The International Tennis Federation (ITF) will send a delegation to South Africa in November to assess progress toward eliminating racial barriers in sport there, and its report is expected to determine whether or not South African teams are allowed to remain in international tennis competition.

"This follows the refusal of a number of countries to complete in the Davis Cup and Federation Cup because of the acceptance of South African teams, and the criticisms of the workings of apartheid in sport by the Commonwealth heads of government at their meeting in London in June," David Groy, general secretary of the IFT, the worldwide governing body of tennis, said yesterday.

Canada, Mexico, Venezuela and Commonwealth Caribbean (British West Indies) recently withdrew from the 1978 Davis Cup draw, leaving only the United States, Colombia and South Africa in the North Section of the American Zone.

The withdrawal of Canada, which did not want to jeopardize the participation of African nations in the Commonwealth Games at Edmonton next year, was the most dramatic recent development in the growing wave of opposition to South African participation in tennis, one of the few sports in which it is still officially recognized.

South Africa won the Davis Cup by default in 1974 when India refused to play the final. Many nations, including the Soviet Union and its East European neighbors, have refused to play South Africa, leading to major disruptions in the Davis Cup and its women's equivalent, the Federation Cup.

"South Africa was excluded from the Davis Cup in 1970 and then readmitted two years later because the federation felt that there was evidence of progress towards nonracial sport in South Africa," Gray said.

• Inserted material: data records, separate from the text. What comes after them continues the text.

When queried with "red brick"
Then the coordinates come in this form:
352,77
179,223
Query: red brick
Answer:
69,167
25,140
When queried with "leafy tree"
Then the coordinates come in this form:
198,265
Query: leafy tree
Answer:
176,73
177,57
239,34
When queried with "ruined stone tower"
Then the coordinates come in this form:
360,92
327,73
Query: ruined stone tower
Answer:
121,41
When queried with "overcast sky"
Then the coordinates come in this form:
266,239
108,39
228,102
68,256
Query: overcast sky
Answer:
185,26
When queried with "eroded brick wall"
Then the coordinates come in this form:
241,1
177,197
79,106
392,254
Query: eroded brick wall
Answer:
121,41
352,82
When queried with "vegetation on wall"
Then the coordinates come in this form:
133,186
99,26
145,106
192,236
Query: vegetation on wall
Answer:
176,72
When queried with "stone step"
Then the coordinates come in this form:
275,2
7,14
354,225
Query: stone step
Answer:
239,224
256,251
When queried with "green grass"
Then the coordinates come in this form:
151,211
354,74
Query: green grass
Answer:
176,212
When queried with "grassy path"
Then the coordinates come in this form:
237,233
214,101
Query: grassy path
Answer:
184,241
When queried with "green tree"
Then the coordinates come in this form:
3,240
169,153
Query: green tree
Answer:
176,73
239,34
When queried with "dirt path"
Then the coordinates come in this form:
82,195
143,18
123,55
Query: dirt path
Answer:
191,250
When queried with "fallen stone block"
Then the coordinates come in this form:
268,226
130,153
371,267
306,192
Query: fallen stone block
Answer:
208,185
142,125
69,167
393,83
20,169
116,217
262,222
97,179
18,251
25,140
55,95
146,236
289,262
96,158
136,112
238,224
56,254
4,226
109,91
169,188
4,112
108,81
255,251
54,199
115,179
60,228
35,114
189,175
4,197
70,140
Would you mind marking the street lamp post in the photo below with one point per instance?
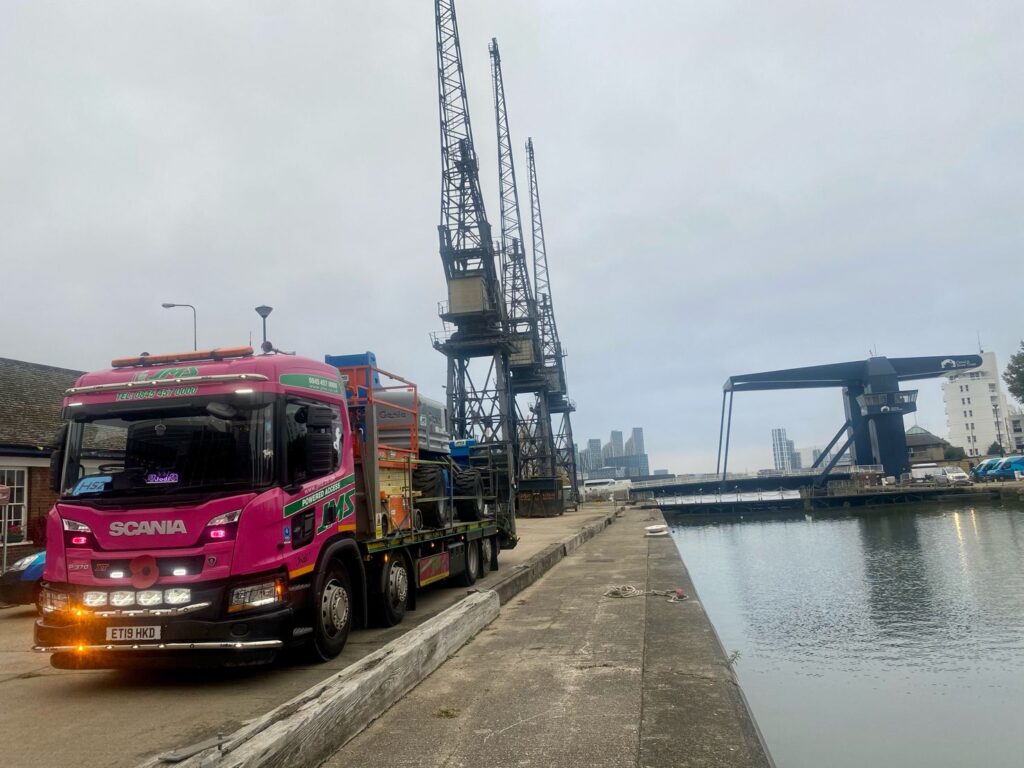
(168, 305)
(263, 310)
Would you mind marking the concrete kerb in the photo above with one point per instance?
(525, 573)
(307, 729)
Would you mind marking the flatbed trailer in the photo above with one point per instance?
(223, 507)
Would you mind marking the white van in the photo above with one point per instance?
(950, 476)
(940, 475)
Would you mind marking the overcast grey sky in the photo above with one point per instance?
(727, 187)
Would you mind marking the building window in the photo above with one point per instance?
(13, 513)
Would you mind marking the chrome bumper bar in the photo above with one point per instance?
(253, 645)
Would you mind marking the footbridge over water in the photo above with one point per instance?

"Since then, South Africa's representatives have argued that the legal barriers to competition between players of different races at the club and tournament level have been removed.Those suggestionshave been received skeptically in some quarters.

"The (ITF) Committee of Management now feels that the quality and rate of the progress that has been made should be assessed by a representative delegation."

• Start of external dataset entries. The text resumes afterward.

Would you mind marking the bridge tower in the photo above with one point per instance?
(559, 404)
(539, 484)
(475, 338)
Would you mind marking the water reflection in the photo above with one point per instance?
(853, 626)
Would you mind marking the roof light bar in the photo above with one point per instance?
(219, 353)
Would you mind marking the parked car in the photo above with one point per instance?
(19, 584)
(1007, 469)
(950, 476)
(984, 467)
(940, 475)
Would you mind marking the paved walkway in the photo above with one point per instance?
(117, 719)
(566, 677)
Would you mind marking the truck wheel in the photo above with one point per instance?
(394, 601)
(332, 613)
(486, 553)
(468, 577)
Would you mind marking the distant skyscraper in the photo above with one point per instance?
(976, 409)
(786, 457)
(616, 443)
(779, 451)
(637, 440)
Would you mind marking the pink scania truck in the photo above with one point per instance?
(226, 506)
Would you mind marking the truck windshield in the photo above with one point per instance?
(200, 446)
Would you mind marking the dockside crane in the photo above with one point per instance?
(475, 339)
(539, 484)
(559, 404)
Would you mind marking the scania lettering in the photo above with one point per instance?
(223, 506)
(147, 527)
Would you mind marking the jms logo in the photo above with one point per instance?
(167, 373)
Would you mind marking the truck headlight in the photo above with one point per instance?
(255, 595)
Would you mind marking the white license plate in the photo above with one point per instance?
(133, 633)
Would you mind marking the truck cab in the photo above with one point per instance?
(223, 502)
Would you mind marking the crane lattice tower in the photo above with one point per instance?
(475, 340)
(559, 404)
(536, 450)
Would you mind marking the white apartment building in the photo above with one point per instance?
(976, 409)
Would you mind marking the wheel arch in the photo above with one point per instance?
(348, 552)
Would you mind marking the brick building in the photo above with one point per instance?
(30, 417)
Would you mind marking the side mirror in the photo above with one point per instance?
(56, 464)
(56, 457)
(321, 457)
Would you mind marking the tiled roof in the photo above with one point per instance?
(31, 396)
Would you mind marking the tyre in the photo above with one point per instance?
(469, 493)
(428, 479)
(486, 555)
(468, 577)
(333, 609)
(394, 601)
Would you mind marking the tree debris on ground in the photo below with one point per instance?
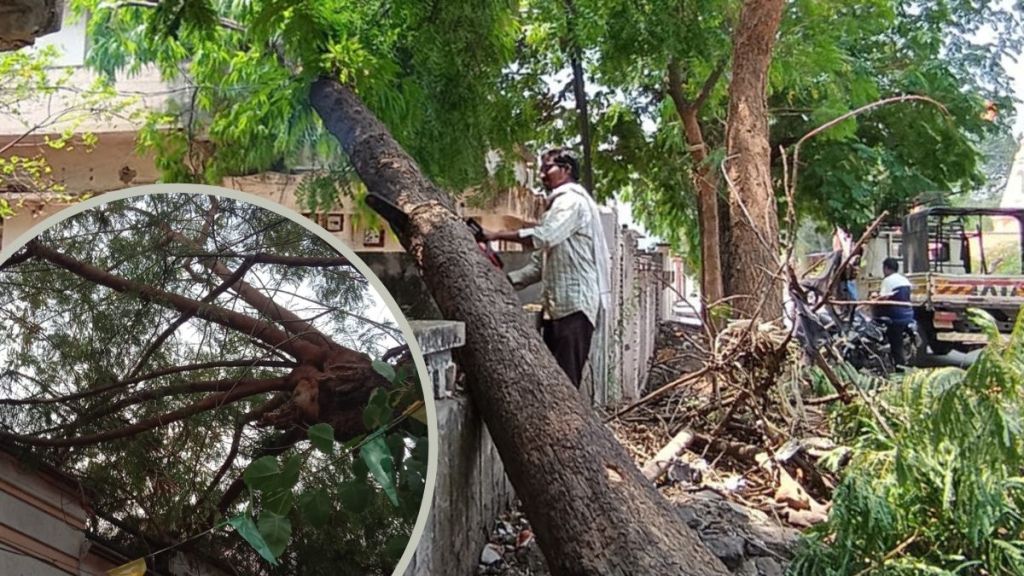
(730, 429)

ITF president Philippe Chatrier of France is expected to head a 10-day visit by a delegation of five. Representatives of the International Olympic Committee and the Commonwealth Games will likely be invited to join the panel, which will report to the ITF Committee of Management meeting in Paris next January, Gray said.

ITF officials reportedly tried to persuade South Africa to withdraw from the Davis Cup and Federation Cup, which is scheduled for Australia in December, but South African Tennis Union officials declined, arguing that there are currently no barriers to non-racial sport in their country.

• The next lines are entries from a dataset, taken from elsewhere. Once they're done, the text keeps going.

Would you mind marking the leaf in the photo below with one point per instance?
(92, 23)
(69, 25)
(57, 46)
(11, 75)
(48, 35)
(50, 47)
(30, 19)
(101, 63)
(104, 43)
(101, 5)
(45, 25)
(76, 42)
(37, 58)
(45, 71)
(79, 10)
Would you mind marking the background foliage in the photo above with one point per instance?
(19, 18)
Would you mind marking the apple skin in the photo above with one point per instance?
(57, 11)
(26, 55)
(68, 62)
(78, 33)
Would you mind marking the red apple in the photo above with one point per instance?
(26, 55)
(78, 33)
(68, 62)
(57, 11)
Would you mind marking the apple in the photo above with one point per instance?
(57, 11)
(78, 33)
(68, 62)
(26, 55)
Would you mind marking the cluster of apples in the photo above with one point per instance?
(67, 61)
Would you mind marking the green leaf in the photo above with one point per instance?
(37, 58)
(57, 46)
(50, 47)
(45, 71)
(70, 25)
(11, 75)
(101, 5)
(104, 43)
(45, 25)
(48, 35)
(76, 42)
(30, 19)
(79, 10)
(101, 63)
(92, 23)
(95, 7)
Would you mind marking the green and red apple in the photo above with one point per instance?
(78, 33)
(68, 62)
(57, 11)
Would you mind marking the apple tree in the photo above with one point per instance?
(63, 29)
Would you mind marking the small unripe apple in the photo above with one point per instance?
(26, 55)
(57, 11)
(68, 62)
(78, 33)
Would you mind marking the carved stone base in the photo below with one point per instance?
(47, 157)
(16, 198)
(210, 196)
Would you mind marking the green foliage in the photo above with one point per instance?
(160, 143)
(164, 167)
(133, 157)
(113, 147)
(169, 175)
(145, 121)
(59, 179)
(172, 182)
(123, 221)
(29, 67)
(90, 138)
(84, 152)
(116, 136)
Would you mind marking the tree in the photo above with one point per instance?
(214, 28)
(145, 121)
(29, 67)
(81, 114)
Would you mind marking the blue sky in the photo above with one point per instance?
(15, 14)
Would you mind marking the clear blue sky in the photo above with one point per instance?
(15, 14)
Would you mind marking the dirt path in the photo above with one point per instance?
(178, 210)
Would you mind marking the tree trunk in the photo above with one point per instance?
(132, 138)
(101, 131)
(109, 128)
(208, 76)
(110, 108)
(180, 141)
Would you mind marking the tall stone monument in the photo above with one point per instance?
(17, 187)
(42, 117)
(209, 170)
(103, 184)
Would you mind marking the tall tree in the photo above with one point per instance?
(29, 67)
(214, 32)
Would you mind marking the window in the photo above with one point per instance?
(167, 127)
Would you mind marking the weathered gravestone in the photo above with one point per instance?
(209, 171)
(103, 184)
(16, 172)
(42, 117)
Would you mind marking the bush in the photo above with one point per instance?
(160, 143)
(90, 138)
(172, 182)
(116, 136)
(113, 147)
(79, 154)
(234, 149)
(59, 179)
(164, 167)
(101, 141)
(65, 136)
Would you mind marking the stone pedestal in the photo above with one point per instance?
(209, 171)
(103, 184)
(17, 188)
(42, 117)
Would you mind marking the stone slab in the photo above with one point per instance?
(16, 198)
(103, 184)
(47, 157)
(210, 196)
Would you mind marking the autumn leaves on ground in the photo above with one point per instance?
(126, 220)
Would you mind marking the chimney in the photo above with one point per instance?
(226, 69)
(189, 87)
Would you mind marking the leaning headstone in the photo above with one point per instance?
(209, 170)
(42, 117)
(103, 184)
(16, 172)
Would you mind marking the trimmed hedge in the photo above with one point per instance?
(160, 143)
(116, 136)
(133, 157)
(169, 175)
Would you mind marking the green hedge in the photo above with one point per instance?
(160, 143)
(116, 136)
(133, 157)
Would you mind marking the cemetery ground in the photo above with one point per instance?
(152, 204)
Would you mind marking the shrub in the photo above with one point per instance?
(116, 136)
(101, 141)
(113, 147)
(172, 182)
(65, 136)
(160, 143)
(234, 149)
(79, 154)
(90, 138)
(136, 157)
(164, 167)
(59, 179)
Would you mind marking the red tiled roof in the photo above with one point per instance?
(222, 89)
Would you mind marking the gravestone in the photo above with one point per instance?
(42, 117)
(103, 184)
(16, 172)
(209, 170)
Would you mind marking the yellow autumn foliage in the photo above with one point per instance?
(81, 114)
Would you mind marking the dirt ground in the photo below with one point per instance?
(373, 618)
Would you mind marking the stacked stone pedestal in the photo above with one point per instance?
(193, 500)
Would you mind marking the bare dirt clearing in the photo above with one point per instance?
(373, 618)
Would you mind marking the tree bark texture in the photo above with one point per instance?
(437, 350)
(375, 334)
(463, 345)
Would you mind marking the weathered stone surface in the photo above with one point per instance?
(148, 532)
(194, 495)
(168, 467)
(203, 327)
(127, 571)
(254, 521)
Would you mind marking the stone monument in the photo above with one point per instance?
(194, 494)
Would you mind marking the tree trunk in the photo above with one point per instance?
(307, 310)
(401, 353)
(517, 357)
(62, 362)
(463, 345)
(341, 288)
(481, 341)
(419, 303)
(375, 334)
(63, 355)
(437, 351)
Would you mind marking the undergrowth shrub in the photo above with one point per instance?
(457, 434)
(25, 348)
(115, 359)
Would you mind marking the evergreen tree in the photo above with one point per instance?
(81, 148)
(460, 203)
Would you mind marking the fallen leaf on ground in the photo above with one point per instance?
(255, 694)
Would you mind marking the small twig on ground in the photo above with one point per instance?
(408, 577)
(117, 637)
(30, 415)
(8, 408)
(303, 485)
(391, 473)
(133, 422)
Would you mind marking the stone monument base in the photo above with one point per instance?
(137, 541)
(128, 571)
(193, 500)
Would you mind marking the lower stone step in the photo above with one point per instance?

The ITF last year suspended the Soviet Union for refusing to play Chile, and recently enacted tough rules calling for the automatic suspension of any nation that enters international competition and then withdraws for political reasons.

South African participation, however, is a more complex and emotional issue, and the recent Davis Cup withdrawals have forced the ITF to reassess its long-standing policy that reform can best be brought about by keeping South Africa as a member.